今はねぇ、眠くてふわふわのお布団に包まっているところ。
「ハムちょ〜ん、おはよう〜」
呑気に呼んでケージを開けたのは、アタシの飼いぬしの女の子。
小学生なんだって。
……小学生って、何なのかよく知らないけど、今日は祭日でお休みだとかで、こんな明るい時に呼ばれちゃった。
飼いぬし〜、アタシ眠いよ〜。
でもがんばって顔を出すわよ。
だって、ここで顔を出すと、美味しいひまわりの種もらえちゃったりするんだもん。
飼いぬし〜、ちょ~だい♡
「ハムちょん、ちょっとオカメさんに会いに行こっか!」
あれ?
飼いぬしはひまわりの種をくれるんじゃなくて、アタシを抱き上げて移動し始めちゃった。
んも~、眠いのに。
我が家には、飼いぬしのお母さんが可愛がってる、オカメインコのオカメさんっていう鳥がいるんだよね。

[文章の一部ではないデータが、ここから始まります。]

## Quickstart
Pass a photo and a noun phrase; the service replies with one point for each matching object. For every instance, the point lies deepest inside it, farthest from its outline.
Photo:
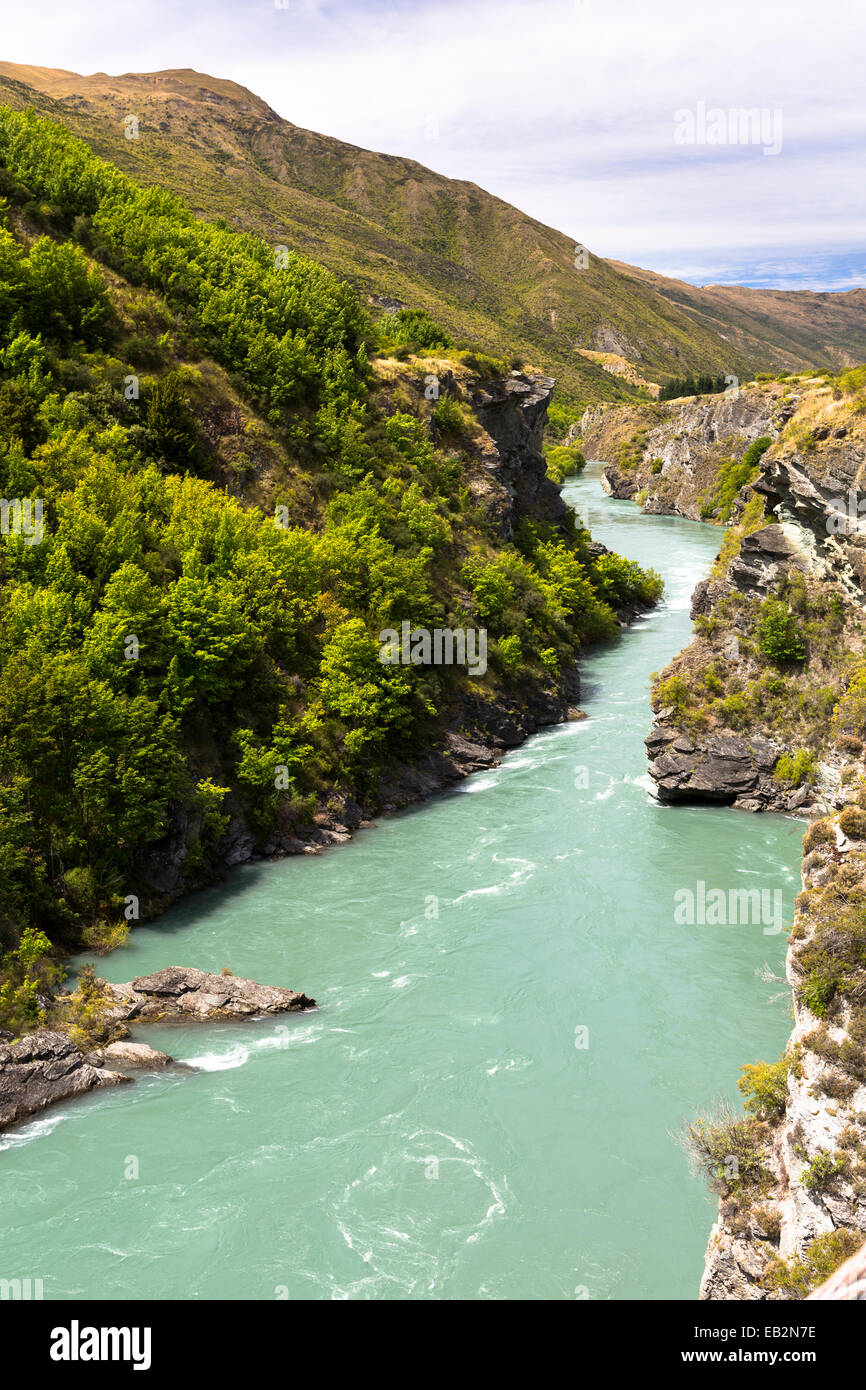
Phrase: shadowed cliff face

飼いぬしはオカメさんのことを、アタシの先輩だって言って、こうやって時々会わせようとするの。
……でも、会えたことなんて二回か三回くらいよ?
飼いぬしの手の中はほんわか温かくて、アタシ、いつの間にかウトウトしちゃってた。
「オカメさん、お仲間のハムちょんだよ!」
ビョーッ!!
……ん?
なんか変な声がして目を開けるけど、目の前には苦笑いしたお母さんがいるだけ。
飼いぬし〜、オカメさん、やっぱりいないじゃん。
そう思っているアタシを、飼いぬしはテーブルの上に降ろしたわ。
ひろ〜い。
探検、探検!
シャカシャカ走ると、細いものを発見!
これって確か、
細くて噛り応えがあまりないのよね。
ガリガリ噛じると、すぐボロボロになっちゃった。
……まあいいや。
ポイ。
またシャカシャカ走ると、大きな洗濯バサミに挟まった青菜を発見!
シャクシャク。
う~ん、たまには新鮮な青菜もいいわね。
アタシとしてはリンゴの方がいいけど。
……まあいいや。
ポイ。
またまたシャカシャカ走って、テーブルの端まで行ったわ。
走っている内に身体が温まって来たみたい。
よ~し、ここからジャンプよ!
え~い!
ピョーン!
あ!
残念、飼いぬしにキャッチされちゃった。
あら?
もうお家に帰るの?
待って、待って、あそこのアスレチックみたいな所に、美味しいおやつがあるの知ってるんだから! ※
飼いぬし〜、あれちょうだい。
飼いぬしはちゃ〜んと気付いて、そこの入れ物からかぼちゃの種を取ってくれたわ。
やった〜。
美味しいものゲットよ♡
アタシはかぼちゃの種を頬袋に大事に仕舞う。
お家に帰ったら食べよ〜っと。
………あれ?
飼いぬし〜。
そういえば、結局今日も、鳥、会えずじまいだったね。
まあいいや。
○ ○ ○
……ぶるぶるぶる。
ワ、ワタシ、オカメインコのオカメさん。
今ね、弾丸
時々やって来て、ワタシの大事な場所を荒らしていくのよ…。
おかあしゃんはワタシを指に乗せて、慰めるみたいに頭を撫でてくれる。
お、おかあしゃん、怖かったよぅ…。
スリスリして、いっぱい甘えて、やっと落ち着いたわ。
ふぅ。
じゃあ青菜食べようかな……、っ!?
あああっ!
ワタシの青菜がっ!
ワタシの爪楊枝がぁっ!
アイツいやだー、おかあしゃーんっっ!!
《 おしまい 》
※ 爪楊枝は、オカメさんのお気に入りのおもちゃ。アスレチックみたいな所は、オカメさんのおやつ場です!
我が家のオカメインコとハムスターは相容れない、というお話でした〜。